RPX — Robot Perception X

Choose and rank perception models for robot learning — on real-world RGB-D data, under embodied deployment conditions, with ESD-stratified difficulty splits and deployment-readiness scoring.

Quickstart · Benchmark Toolkit · Docs · Data Capture · Mask Pipeline · Paper

RPX is a unified real-world RGB-D benchmark for evaluating the perception models actually deployed inside robot learning stacks (not generic perception leaderboards). This repository contains everything behind the benchmark:

📷 the data-collection rig scripts (Intel D435 RGB-D + T265 VIO),
🎨 the ground-truth mask generator (SAM2 + GroundingDINO),
🧰 the benchmark toolkit (pip install rpx-benchmark), and
📄 the NeurIPS 2026 Datasets & Benchmarks paper draft.

✨ At a glance


📷 Sensor rig	Intel RealSense D435 (RGB-D) + T265 (6-DoF VIO), pose logged at 200 Hz
🎬 3-phase capture protocol	Clutter → Interaction (human-in-scene) → Clean on identical scenes
🧪 ~75 K frames	100 indoor scenes, tabletop + room-scale, ~70 object categories
🎯 10 benchmark tasks	depth, segmentation, detection (×2), grounding, pose, keypoints, sparse depth, NVS, tracking
🪜 ESD difficulty splits	Easy / Medium / Hard derived from real annotation effort, per `(scene, phase)`
🔌 Bring-your-own-model	HF checkpoint · numpy callable · custom adapter — pick one, run in one command
📊 Deployment-readiness scoring	ESD-weighted phase score, state-transition robustness, temporal stability, FLOPs, latency
🧰 Full CI	pytest matrix 3.10 / 3.11 / 3.12 + ruff + auto docs deploy to GitHub Pages
📚 Auto docs	MkDocs + mkdocstrings reads numpydoc; adding a class = zero doc work
⚖️ License	Code MIT · Dataset CC BY 4.0

📚 Table of contents

Overview

✨ At a glance
🗺️ Repository map
⚡ Quickstart — benchmark a model
🧱 The three parts of the system

Components

Reference

🛠️ Data capture prerequisites
📄 Paper
🤖 CI / automated docs

Community

🧪 Contributing
📑 Citation
⚖️ License

🗺️ Repository map

RPX/
├── benchmark/              Python package + CLI: load, run, metric, report
│   ├── rpx_benchmark/      Library source
│   ├── docs/               MkDocs site (auto-generated from docstrings)
│   ├── tests/              138-test offline suite
│   └── README.md           Toolkit-specific README ←★ start here for users
│
├── dc/                     Data-collection rig scripts (D435 + T265)
│   └── README.md           Run `save_device_data.py` to capture a scene
│
├── robokit/                Ground-truth mask pipeline (SAM2 + GroundingDINO)
│   └── README.md           Interactive GSAM2 refinement UI
│
├── docker/                 Dockerised reproducible environment
│   └── README.md           Build, start, stop, exec helpers
│
├── paper-submission/       LaTeX source for the NeurIPS 2026 paper
│
├── external/               Third-party submodules (rerun visualiser, ...)
│
├── scripts/                Auxiliary helpers
│
├── .github/workflows/      CI: pytest matrix + ruff + MkDocs Pages deploy
│
└── README.md               This file

Each subdirectory has its own README with the full details for that piece of the system.

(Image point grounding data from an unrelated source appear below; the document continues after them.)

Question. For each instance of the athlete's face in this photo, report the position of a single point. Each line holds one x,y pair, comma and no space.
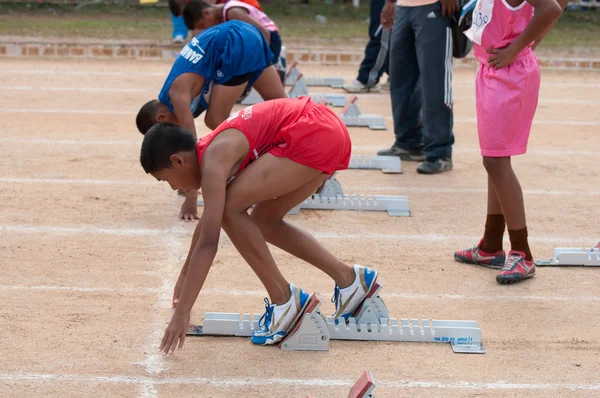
181,175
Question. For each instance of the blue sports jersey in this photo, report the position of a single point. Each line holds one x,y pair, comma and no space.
229,49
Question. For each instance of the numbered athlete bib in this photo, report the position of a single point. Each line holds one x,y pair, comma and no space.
482,15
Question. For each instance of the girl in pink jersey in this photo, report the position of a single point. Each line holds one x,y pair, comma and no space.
199,15
505,33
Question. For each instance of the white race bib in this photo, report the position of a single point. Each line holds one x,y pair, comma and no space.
482,15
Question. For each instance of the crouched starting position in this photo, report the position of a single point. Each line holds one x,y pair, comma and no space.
272,155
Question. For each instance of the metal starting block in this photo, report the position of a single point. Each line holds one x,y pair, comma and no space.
387,164
330,196
299,89
352,117
313,331
573,257
292,75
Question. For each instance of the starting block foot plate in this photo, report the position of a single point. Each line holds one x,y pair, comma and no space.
574,257
313,331
309,332
387,164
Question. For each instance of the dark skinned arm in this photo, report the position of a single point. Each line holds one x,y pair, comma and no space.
183,273
203,254
241,14
218,160
563,4
181,99
545,15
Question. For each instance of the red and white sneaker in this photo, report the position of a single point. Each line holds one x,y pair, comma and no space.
516,268
475,255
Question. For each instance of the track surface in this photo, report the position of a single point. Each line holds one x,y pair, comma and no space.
91,249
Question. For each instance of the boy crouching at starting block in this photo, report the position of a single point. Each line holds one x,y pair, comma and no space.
219,64
272,156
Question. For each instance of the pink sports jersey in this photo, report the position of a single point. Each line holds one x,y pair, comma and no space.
254,12
496,25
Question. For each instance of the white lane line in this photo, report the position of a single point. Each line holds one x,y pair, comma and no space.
236,382
562,239
166,289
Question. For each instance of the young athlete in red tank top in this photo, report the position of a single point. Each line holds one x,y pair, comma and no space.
272,156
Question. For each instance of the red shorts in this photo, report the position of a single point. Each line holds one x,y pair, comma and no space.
318,139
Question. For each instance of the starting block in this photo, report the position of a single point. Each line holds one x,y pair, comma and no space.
330,196
293,73
313,331
387,164
299,88
589,257
352,117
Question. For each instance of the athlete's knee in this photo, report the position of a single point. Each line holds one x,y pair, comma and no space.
267,221
495,165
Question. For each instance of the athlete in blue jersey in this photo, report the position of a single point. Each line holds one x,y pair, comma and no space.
222,62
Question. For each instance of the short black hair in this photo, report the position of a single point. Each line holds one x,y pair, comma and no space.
174,8
162,141
192,12
146,117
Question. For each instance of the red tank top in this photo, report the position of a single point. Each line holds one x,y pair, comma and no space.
261,124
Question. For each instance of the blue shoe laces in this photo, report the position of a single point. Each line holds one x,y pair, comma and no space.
266,318
336,296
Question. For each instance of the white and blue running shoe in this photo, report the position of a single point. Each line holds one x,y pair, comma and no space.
348,299
278,319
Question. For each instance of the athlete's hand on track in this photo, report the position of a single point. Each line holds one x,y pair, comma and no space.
178,289
174,336
189,208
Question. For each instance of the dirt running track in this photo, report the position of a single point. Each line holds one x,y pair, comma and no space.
91,249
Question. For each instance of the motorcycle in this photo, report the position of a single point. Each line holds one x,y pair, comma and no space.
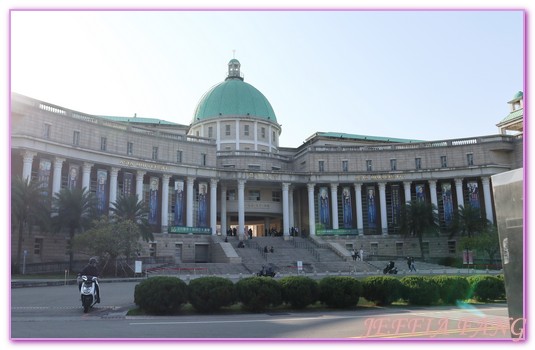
88,291
390,269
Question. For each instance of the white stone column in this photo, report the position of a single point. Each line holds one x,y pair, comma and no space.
86,175
224,225
382,200
113,186
139,184
56,180
433,191
189,201
334,204
285,210
407,188
459,191
311,215
291,206
27,161
165,202
213,206
358,198
241,208
488,203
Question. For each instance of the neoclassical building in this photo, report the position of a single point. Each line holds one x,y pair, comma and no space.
226,172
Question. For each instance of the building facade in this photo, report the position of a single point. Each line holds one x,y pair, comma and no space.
226,173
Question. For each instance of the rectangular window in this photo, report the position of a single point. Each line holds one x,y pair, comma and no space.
47,130
76,138
470,159
399,249
425,248
452,247
38,246
374,248
103,143
231,195
253,195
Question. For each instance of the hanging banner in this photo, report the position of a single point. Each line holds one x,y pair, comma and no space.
323,206
447,202
347,207
420,196
473,194
128,181
179,203
43,175
372,211
395,204
72,179
202,212
153,200
102,180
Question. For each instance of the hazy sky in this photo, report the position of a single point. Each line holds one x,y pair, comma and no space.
408,74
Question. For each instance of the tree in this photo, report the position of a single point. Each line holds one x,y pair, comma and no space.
29,205
468,221
418,218
109,240
129,208
73,209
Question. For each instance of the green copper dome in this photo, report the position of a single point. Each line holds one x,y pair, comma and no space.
234,97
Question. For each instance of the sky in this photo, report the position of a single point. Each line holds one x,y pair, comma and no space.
426,75
406,74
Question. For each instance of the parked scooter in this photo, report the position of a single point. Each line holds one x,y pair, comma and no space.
88,291
390,268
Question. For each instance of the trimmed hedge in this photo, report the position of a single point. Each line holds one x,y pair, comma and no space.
209,294
486,288
161,295
258,293
299,291
340,291
382,290
452,288
420,290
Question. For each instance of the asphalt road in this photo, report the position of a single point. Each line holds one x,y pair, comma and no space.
56,313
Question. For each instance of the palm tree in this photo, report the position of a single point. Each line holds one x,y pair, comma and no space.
418,218
28,206
74,210
130,208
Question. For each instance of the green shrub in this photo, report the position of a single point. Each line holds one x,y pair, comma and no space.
258,293
382,290
420,290
299,291
340,291
208,294
161,295
452,288
485,288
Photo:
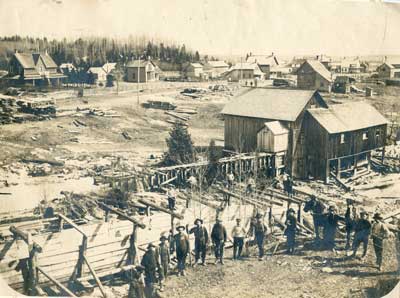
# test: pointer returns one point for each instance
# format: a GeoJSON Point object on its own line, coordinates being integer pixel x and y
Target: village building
{"type": "Point", "coordinates": [34, 69]}
{"type": "Point", "coordinates": [313, 75]}
{"type": "Point", "coordinates": [346, 135]}
{"type": "Point", "coordinates": [142, 71]}
{"type": "Point", "coordinates": [265, 63]}
{"type": "Point", "coordinates": [194, 71]}
{"type": "Point", "coordinates": [247, 117]}
{"type": "Point", "coordinates": [215, 69]}
{"type": "Point", "coordinates": [390, 69]}
{"type": "Point", "coordinates": [247, 72]}
{"type": "Point", "coordinates": [289, 123]}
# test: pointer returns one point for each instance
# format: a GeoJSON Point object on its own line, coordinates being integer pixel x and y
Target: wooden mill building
{"type": "Point", "coordinates": [313, 137]}
{"type": "Point", "coordinates": [249, 115]}
{"type": "Point", "coordinates": [346, 134]}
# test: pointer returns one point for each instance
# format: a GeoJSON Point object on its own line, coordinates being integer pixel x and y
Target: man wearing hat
{"type": "Point", "coordinates": [238, 234]}
{"type": "Point", "coordinates": [362, 230]}
{"type": "Point", "coordinates": [200, 241]}
{"type": "Point", "coordinates": [330, 228]}
{"type": "Point", "coordinates": [181, 248]}
{"type": "Point", "coordinates": [259, 230]}
{"type": "Point", "coordinates": [136, 287]}
{"type": "Point", "coordinates": [350, 217]}
{"type": "Point", "coordinates": [151, 266]}
{"type": "Point", "coordinates": [218, 237]}
{"type": "Point", "coordinates": [290, 231]}
{"type": "Point", "coordinates": [163, 252]}
{"type": "Point", "coordinates": [379, 233]}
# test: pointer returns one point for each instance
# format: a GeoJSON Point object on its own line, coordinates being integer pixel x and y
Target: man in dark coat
{"type": "Point", "coordinates": [163, 252]}
{"type": "Point", "coordinates": [200, 241]}
{"type": "Point", "coordinates": [330, 228]}
{"type": "Point", "coordinates": [350, 217]}
{"type": "Point", "coordinates": [290, 232]}
{"type": "Point", "coordinates": [379, 233]}
{"type": "Point", "coordinates": [218, 237]}
{"type": "Point", "coordinates": [182, 249]}
{"type": "Point", "coordinates": [259, 231]}
{"type": "Point", "coordinates": [151, 266]}
{"type": "Point", "coordinates": [362, 230]}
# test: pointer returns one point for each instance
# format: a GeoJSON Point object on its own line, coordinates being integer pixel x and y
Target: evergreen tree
{"type": "Point", "coordinates": [180, 146]}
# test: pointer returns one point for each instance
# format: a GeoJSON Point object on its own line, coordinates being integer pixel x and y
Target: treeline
{"type": "Point", "coordinates": [95, 51]}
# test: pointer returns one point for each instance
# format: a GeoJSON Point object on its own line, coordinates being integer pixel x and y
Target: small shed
{"type": "Point", "coordinates": [273, 137]}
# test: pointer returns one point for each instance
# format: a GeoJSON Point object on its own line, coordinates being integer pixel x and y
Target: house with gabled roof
{"type": "Point", "coordinates": [313, 75]}
{"type": "Point", "coordinates": [34, 68]}
{"type": "Point", "coordinates": [390, 69]}
{"type": "Point", "coordinates": [346, 135]}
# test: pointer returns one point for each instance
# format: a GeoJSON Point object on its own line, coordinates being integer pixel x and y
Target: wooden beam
{"type": "Point", "coordinates": [96, 278]}
{"type": "Point", "coordinates": [25, 236]}
{"type": "Point", "coordinates": [124, 216]}
{"type": "Point", "coordinates": [55, 282]}
{"type": "Point", "coordinates": [72, 224]}
{"type": "Point", "coordinates": [160, 208]}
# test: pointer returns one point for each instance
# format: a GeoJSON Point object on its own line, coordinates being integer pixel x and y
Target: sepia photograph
{"type": "Point", "coordinates": [200, 149]}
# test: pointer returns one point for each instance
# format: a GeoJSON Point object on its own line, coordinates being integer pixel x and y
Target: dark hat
{"type": "Point", "coordinates": [198, 219]}
{"type": "Point", "coordinates": [180, 227]}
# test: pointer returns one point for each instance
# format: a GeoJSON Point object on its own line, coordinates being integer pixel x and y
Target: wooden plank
{"type": "Point", "coordinates": [98, 282]}
{"type": "Point", "coordinates": [116, 211]}
{"type": "Point", "coordinates": [58, 284]}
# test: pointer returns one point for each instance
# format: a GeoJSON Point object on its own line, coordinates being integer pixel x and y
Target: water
{"type": "Point", "coordinates": [31, 190]}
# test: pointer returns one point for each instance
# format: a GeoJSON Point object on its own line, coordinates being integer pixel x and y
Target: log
{"type": "Point", "coordinates": [124, 216]}
{"type": "Point", "coordinates": [98, 282]}
{"type": "Point", "coordinates": [71, 223]}
{"type": "Point", "coordinates": [55, 282]}
{"type": "Point", "coordinates": [160, 208]}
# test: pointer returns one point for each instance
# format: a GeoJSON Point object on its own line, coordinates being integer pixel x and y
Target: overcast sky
{"type": "Point", "coordinates": [218, 26]}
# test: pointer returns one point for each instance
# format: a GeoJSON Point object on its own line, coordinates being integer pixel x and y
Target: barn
{"type": "Point", "coordinates": [246, 116]}
{"type": "Point", "coordinates": [346, 135]}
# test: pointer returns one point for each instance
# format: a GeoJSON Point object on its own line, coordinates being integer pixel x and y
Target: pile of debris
{"type": "Point", "coordinates": [8, 107]}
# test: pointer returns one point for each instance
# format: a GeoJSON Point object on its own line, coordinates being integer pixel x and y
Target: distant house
{"type": "Point", "coordinates": [346, 65]}
{"type": "Point", "coordinates": [244, 72]}
{"type": "Point", "coordinates": [346, 134]}
{"type": "Point", "coordinates": [264, 62]}
{"type": "Point", "coordinates": [143, 71]}
{"type": "Point", "coordinates": [313, 75]}
{"type": "Point", "coordinates": [342, 84]}
{"type": "Point", "coordinates": [215, 69]}
{"type": "Point", "coordinates": [194, 70]}
{"type": "Point", "coordinates": [96, 76]}
{"type": "Point", "coordinates": [34, 68]}
{"type": "Point", "coordinates": [389, 69]}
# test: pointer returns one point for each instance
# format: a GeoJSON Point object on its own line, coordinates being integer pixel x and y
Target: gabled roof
{"type": "Point", "coordinates": [196, 65]}
{"type": "Point", "coordinates": [96, 70]}
{"type": "Point", "coordinates": [219, 63]}
{"type": "Point", "coordinates": [263, 60]}
{"type": "Point", "coordinates": [319, 68]}
{"type": "Point", "coordinates": [109, 66]}
{"type": "Point", "coordinates": [143, 63]}
{"type": "Point", "coordinates": [348, 117]}
{"type": "Point", "coordinates": [29, 60]}
{"type": "Point", "coordinates": [276, 127]}
{"type": "Point", "coordinates": [274, 104]}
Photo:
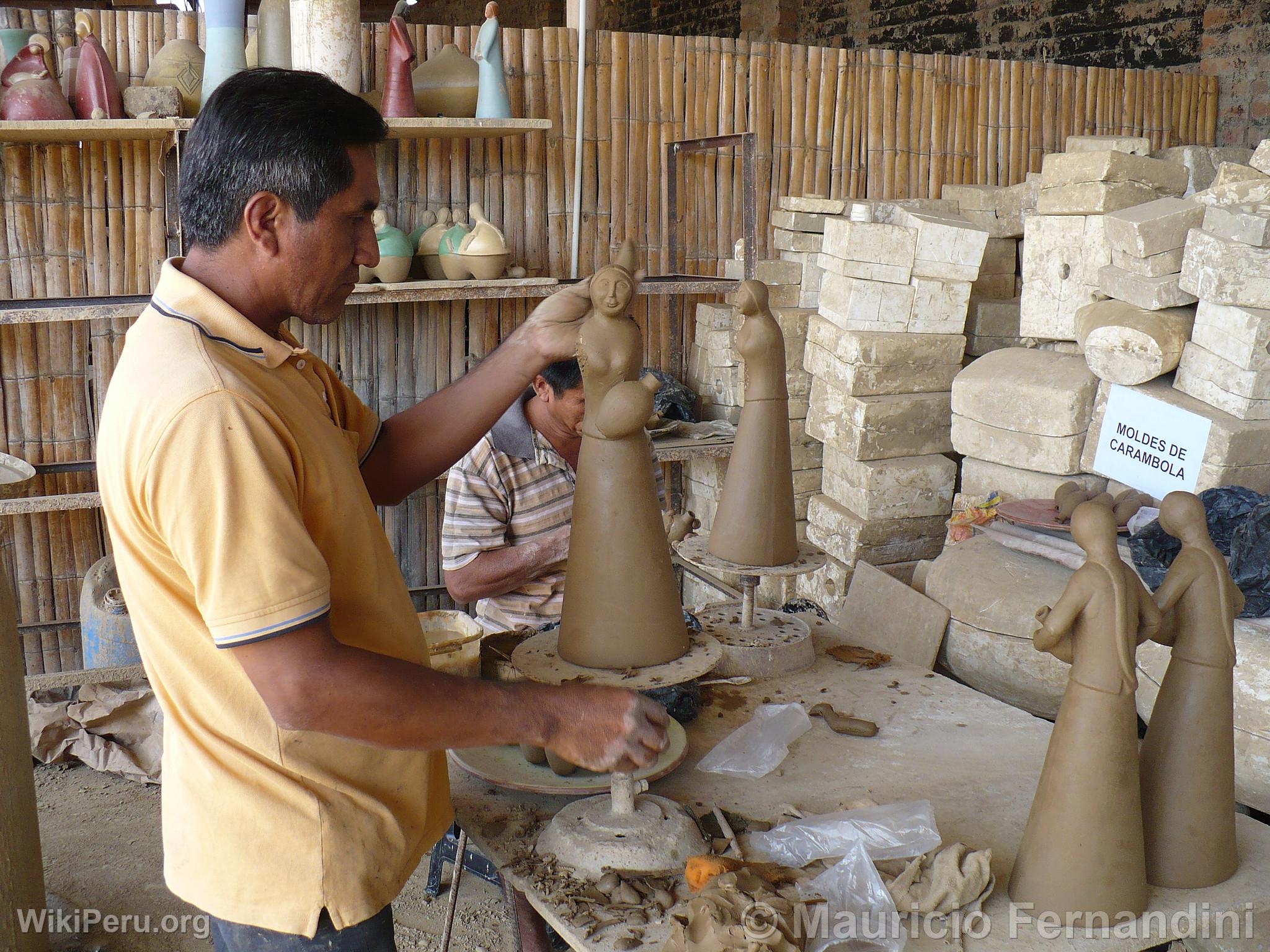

⚡ Quickstart — benchmark a model without touching the dataset

The fastest way to try RPX is evaluation mode: install the rpx-benchmark package and run any HuggingFace depth, segmentation, detection, grounding, pose, keypoint, sparse-depth, or NVS model against an ESD difficulty split. No data capture or annotation needed.

pip install 'rpx-benchmark[depth]'

# Run any HuggingFace depth model
rpx bench monocular_depth \
    --hf-checkpoint depth-anything/Depth-Anything-V2-Metric-Indoor-Large-hf \
    --split hard

# Run any HuggingFace instance-segmentation model
rpx bench object_segmentation \
    --hf-checkpoint facebook/mask2former-swin-tiny-coco-instance \
    --split hard

Full toolkit docs: benchmark/README.md and the hosted site at https://irvlutd.github.io/RPX/.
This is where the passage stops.